Last November, the New York Times reported that the 92nd Street Y had entered into an unusual relationship with certain hedge funds managed by the nonprofit’s board members. The Y could invest with money managers such as John Paulson, who sent his children to the Y’s nursery school, at no fee, and with a promise from the billionaire hedge fund manager to guarantee any loss.
That guarantee turned out to be a good thing, as Mr. Paulson’s funds have had a notoriously hard time of things lately. But despite being backed by the word of a man worth nearly $12 billion, a man who earlier this week announced a $100 million donation to Central Park, some people decided that Mr. Paulson’s guarantee to make good any loss wasn’t good enough, the Y, whose $40 million endowment represents a tiny fraction of Mr. Paulson’s total wealth, decided to take its money back, according to Kate Kelley at CNBC.

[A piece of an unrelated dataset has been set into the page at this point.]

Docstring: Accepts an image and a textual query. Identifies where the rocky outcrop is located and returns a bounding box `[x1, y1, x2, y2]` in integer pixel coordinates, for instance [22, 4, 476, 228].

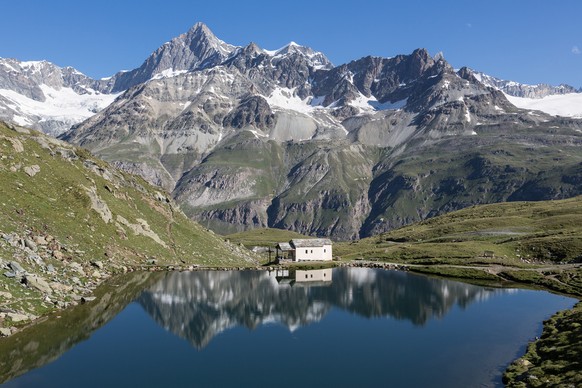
[223, 96, 275, 130]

Although the Y was remunerated for any losses from Paulson or other hedge-fund investments, concerns had developed about the lack of a more diverse portfolio, said these people, and about the possibility that a manager would not be able to reimburse the Y for losses in the unlikely case of a career-ending loss.
Because really, what does that mean, risk-free? Does such a thing exist, can’t any many fail, any castle crumble, any fortune dwindle?